I rarely wear a wristwatch or finger ring for all the reasons Stan mentioned, in addition to frequently working around high voltage equipment. NCTarheel's wood lathe accident is a kind of close call I could live without. I do have several vintage gold pocket watches, and always carry one while hunting. I know I could just use my cell phone, but when I'm hunting, my cell phone is muted, and I try to forget I have it. However, there was at least one time I bid and won a Gunbroker auction while in the woods deer hunting, so technology isn't all bad. My vintage pocket watches make as much sense as my vintage double shotguns or flintlock rifles. I like them, so that's all that matters.
My grandad was given a wedding band by his three grown children when he was about 60 yr's old. He had never had one. He put it on and wore it until he was standing on the narrow ledge on the outside of a stake body farm truck, holding onto the top edge of the boards. His foot slipped and he fell straight down. Along the way his ring caught on some exposed threads of a 3/8" bolt. It nearly pulled his finger off. It didn't but it ripped the tissue from the bone so badly that the Doc had to saw the ring off before patching him up.

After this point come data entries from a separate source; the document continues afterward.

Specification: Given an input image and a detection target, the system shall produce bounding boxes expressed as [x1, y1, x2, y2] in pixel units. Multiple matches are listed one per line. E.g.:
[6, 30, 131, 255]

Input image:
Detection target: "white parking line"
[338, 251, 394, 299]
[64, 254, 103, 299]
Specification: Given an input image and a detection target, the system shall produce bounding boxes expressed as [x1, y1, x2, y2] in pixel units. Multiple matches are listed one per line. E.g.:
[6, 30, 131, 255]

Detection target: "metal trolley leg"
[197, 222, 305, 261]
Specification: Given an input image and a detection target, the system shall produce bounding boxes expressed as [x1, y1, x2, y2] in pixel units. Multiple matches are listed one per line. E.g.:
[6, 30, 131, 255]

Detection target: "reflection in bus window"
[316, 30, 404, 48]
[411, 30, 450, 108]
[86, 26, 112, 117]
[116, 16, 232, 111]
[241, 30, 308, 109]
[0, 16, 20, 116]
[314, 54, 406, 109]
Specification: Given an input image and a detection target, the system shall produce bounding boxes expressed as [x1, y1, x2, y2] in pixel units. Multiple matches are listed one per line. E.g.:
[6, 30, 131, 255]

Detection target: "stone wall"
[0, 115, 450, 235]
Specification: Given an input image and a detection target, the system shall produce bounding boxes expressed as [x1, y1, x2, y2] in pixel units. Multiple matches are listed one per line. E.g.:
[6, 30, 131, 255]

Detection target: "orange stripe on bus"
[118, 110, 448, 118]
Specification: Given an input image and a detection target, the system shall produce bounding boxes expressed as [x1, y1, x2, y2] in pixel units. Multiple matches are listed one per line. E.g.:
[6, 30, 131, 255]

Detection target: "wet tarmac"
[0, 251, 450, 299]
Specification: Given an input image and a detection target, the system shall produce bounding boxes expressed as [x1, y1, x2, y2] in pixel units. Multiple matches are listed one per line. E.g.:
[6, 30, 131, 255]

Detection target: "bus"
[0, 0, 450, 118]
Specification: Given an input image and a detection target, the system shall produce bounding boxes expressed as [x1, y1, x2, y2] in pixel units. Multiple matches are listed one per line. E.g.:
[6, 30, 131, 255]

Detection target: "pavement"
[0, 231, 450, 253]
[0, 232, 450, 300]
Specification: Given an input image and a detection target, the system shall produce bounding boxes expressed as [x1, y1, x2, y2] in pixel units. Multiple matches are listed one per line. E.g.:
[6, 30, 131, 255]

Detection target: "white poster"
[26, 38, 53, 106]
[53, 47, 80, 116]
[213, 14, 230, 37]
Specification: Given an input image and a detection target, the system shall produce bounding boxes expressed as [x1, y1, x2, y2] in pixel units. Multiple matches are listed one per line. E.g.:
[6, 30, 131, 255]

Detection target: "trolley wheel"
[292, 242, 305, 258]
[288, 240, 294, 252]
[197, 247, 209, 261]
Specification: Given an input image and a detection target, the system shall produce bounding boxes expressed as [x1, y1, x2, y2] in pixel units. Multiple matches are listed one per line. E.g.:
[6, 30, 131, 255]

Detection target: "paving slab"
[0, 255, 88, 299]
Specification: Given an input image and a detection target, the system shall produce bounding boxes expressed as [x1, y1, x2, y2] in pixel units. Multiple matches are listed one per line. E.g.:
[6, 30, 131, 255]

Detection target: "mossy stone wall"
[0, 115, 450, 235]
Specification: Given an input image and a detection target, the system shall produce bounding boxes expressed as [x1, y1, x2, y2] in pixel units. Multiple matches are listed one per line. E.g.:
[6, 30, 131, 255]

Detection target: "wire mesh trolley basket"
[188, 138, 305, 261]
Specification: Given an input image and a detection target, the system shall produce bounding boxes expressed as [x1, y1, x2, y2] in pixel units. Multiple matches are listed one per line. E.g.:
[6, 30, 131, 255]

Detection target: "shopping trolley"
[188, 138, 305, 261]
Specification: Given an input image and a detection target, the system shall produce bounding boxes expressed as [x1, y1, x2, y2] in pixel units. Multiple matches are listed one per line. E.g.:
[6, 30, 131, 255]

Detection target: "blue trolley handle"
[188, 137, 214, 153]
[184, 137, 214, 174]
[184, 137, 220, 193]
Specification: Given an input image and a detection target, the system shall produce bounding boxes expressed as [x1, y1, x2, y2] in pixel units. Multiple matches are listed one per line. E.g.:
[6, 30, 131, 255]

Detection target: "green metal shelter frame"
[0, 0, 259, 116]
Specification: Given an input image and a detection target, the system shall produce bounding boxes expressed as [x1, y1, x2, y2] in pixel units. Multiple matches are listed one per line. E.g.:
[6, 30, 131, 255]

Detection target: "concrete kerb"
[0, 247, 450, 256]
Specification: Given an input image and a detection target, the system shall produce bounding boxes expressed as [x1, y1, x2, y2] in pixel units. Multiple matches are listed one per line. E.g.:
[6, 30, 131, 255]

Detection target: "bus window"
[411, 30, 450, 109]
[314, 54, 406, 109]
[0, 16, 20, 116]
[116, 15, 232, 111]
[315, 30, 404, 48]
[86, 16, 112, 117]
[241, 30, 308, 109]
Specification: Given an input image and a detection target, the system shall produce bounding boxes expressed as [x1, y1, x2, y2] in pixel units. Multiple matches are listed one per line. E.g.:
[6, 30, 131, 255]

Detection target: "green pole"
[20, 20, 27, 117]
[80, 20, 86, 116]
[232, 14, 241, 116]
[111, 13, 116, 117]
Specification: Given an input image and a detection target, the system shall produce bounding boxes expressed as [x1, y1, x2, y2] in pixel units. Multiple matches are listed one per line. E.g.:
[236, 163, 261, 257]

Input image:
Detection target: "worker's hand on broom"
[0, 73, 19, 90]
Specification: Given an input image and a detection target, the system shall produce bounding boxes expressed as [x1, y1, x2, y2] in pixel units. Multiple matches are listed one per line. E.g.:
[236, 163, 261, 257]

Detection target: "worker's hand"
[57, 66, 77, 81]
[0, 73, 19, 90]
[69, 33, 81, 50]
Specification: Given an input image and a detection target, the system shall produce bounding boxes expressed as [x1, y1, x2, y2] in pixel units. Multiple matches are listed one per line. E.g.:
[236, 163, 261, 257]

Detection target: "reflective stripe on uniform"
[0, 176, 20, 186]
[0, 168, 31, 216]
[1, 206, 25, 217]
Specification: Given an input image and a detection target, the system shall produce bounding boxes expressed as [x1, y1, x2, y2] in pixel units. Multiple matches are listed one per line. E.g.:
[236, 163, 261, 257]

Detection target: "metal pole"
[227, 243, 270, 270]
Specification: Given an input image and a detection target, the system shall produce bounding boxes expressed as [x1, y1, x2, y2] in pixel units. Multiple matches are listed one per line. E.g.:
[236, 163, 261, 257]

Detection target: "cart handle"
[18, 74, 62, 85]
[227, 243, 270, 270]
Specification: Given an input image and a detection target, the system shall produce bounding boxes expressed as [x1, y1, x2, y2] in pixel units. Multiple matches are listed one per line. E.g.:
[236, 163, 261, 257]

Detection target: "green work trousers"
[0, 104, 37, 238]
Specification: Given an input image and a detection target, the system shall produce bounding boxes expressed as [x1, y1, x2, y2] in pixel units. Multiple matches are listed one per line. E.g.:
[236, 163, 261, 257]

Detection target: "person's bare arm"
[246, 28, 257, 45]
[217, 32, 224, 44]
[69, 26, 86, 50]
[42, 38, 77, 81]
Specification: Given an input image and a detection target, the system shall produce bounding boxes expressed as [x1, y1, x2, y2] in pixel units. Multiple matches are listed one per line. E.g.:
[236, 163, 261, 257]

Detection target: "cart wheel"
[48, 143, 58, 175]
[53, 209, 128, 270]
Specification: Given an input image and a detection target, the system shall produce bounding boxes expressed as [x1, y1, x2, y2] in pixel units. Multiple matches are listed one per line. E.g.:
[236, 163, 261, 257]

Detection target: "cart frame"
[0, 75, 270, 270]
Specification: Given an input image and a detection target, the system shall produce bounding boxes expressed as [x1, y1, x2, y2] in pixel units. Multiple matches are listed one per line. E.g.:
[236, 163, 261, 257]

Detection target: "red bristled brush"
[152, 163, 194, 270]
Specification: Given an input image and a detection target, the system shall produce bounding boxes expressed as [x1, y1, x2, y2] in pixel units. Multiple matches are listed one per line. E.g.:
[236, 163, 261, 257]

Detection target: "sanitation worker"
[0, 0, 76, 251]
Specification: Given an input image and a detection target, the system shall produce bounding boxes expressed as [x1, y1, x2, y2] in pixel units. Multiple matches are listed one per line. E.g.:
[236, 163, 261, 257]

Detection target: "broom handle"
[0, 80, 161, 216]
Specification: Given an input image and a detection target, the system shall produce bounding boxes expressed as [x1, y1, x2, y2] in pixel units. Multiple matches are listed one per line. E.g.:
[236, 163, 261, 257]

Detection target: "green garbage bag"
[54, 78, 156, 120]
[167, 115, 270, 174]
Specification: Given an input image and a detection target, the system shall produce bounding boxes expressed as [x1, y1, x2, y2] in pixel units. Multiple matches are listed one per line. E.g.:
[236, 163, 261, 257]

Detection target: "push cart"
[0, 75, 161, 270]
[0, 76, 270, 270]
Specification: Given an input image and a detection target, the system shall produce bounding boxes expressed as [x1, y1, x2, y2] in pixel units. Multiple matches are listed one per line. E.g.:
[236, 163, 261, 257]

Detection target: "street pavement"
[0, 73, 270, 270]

Lesson learned, for him and for me.
Years ago, I worked with a girl who lost most of her left little finger when her pinky ring got caught on a wrought iron stair railing. She told us how painful and ugly it was with tendons pulled out and the broken, severed, bleeding joint exposed. And she also had phantom pains in the missing finger as a reminder too.. Yet she continued to wear a pinky ring on her other hand. Now that is almost as dumb as a gun owner who votes Democrat.